Above: Benjamin Franklin’s to-do list, and what it would look like, in Evernote.
For as long as humans have been able to write, they’ve have been scribbling lists and to-dos in an effort to remember important information.
Lists showcase our ability to break down tasks into smaller elements. Lists are also the foundation for how we classify and define things, and they guide our ability to tackle projects and daily tasks.
Throughout the course of history, there have been many important figures who have leveraged the power of checklists to get through the day-to-day.
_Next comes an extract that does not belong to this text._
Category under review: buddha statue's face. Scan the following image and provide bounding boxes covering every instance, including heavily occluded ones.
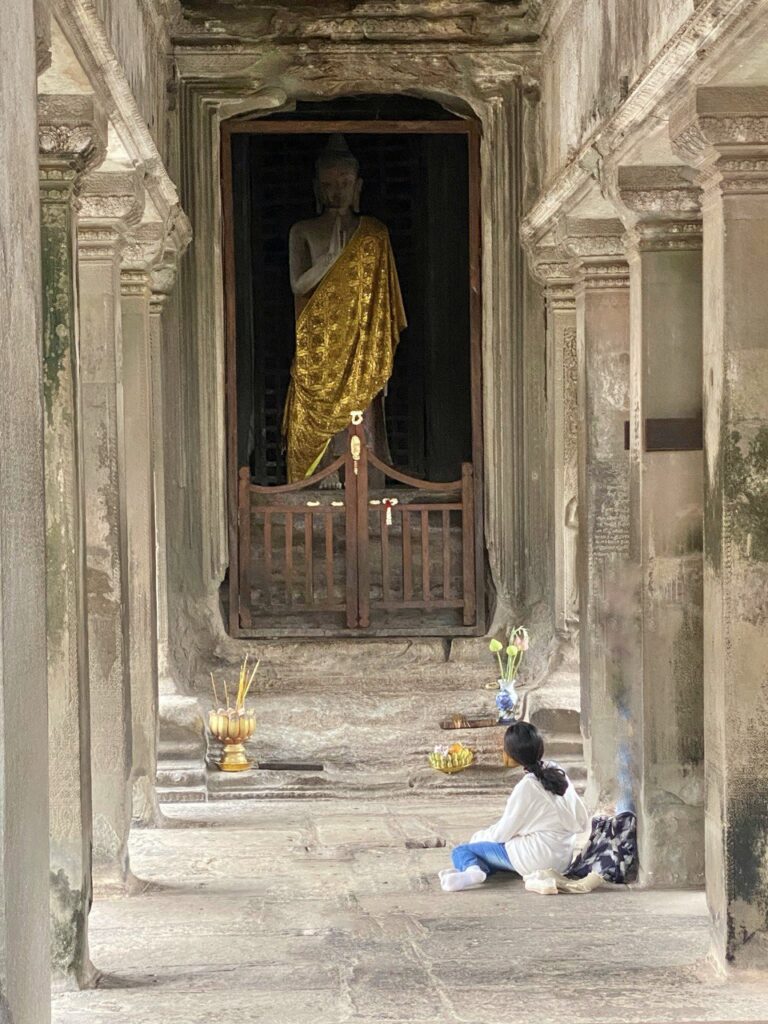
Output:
[316,160,360,213]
Thomas Edison crafted ‘things doing and to be done” as a way to schedule time for inventions like the cotton picker and electrical piano.
Benjamin Franklin, one of the most important figures in American politics and science, used checklists as a way to track his time and measure progress.
While Franklin never lived to see the arrival of cell phones and the Internet, the principles of his scientific studies and discoveries in physics and electricity have fueled a world as technologically-advanced and mobile as ours is today.
You don’t need to be an illustrious inventor or prolific politician to help wrangle your busy schedule. But, it made us wonder what Franklin’s to-do list would look like if he was an Evernote user. Interestingly, the elements of his daily routine fit seamlessly into the foundations of Evernote’s checklists, with the exception of the ability to ping Mr. Franklin on his mobile device with a Reminder about what needs to be done.
The simplicity and utility of lists remain an important measure of how you can use to-dos for pretty much all life’s chores: shopping lists, travel planning, project tracking, gift giving and virtually anything you can dream of.